Bilindiği gibi süper lig takımlarımız yabancı oyuncuların istilası altında bulunmaktadır. Esasında bu tabiri “Türk futbolu yabancı istilası altında” şeklinde de niteleyebiliriz. Bu istila hem kişisel hem de maddi olarak görülmektedir. Karşılığı olmayan yüksek mali ödentiler kulüplerimizi de aşırı mali sıkıntılara hatta iflaslara sürüklemiştir. Bunlar herkesin bildiği realitelerdir. Bu ranttan istifade eden menajerler, aracılar ve açıkgöz(!)yöneticiler işe tuz biber katmışlardır. Ha şimdi diyeceksiniz ki sadede gel. Bu hezimetlerle ne alâka? Evet konuyu oraya bağlıyorum.
Çoğu vasıfsız, kendi ülkenin çocukları kalitesinde bile olmayan, bir sürü Afrikalı ve yabancı oyuncuyu süper lig takımlarına doldurtup ödediğiniz uçuk paralar yüzünden teknik adamların da oynatmak zorunda kaldığı bu adamların işgali yüzünden, istikbalini ve ikbalini futbola bağladığı bu ülkenin gençleri süper lig takımlarında yer bulamıyorlar.
O zaman ne oluyor? Bu yetenekli ve hatta yabancılardan daha da yetenekli bizim evlatlarımız ikinci kalite takımlarda yani bugün ki tabirle 1.Lig’de oynuyorlar. Ne zaman ki bazı organizasyonlar sebebi ile 1.Lig Türk ekipleri ile süper lig devşirme ekipleri karşı karşıya geliyorlar. Bu sebeple bizim evlatlarımızın zorunlu istihdama tabi tutulan yabancı lejonerlerden dahi iyi olduğu sahada yaptıkları maçlarda ortaya koydukları oyunlar, aldıkları sonuçlarla kapasiteleri ortaya çıkıyor. Ortada gözüken tek aksak taraf moral ve motivasyon hatta büyük takım isminden kaynaklanan fobinin maç esnasındaki 1.lig oyuncuları üzerindeki rakibe hücum, eşit oyun inisiyatifi ve kendine güven tereddütleridir. Yoksa arada bu tereddütler olmasa şüphesiz sonuçlar daha da farklı olacak.

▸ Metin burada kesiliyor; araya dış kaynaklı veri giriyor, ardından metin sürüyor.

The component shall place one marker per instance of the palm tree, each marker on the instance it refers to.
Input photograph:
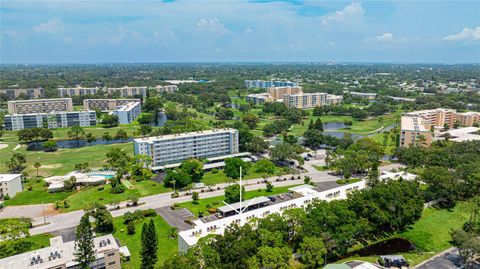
(37, 165)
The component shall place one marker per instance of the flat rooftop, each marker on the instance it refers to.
(8, 177)
(152, 139)
(414, 124)
(464, 134)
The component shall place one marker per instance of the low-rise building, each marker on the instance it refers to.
(128, 113)
(33, 93)
(10, 184)
(175, 148)
(365, 95)
(54, 119)
(39, 105)
(106, 105)
(415, 131)
(77, 91)
(60, 255)
(299, 197)
(127, 91)
(258, 98)
(264, 84)
(311, 100)
(277, 93)
(166, 88)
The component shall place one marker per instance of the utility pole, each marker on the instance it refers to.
(44, 219)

Demek ki bu sonuçlar bize Türk futbolcularının yabancı istilası karşısında ezdirildiği ve ikinci plana ittirildiğini gösteriyor. Bunun diğer olumsuz bir sonucu da milli takıma oyuncu seçiminde istifhamla bakılan ikinci kategoride oynayan 1.lig oyuncularının seçimindeki tereddütlerdir. Zira yapılacak eleştirilerden kurtulmak için Avrupa’da oynayan 2. Sınıf Türk futbolcuları takıma çağrılmakta böylece hem milli takım seviyesinde hem de Avrupa kupası şampiyonalarında eski tabirle “Edirne’yi bir türlü öteye geçememekteyiz”. Teknolojide yabancı imalata hayranlık kendi icat ve imalatını aşağılama hastalığı spor da da kendi çocuklarımız dışlamaya vardığının resmini artık görmeliyiz.
Şunu tereddütsüz iddia etmekteyim ki 1.ligde bir çok takım eğer süper ligde yer alıp bu takımlarla sıradan maçlarda karşılaşsa, bu gün süper ligde oynayan yabancı çoğunluklu ekiplerden daha da iyi sonuç alırlar. Artık futbolumuzu yönetenlerin(!) gözlerinin açılması zamanı çoktan geçmektedir.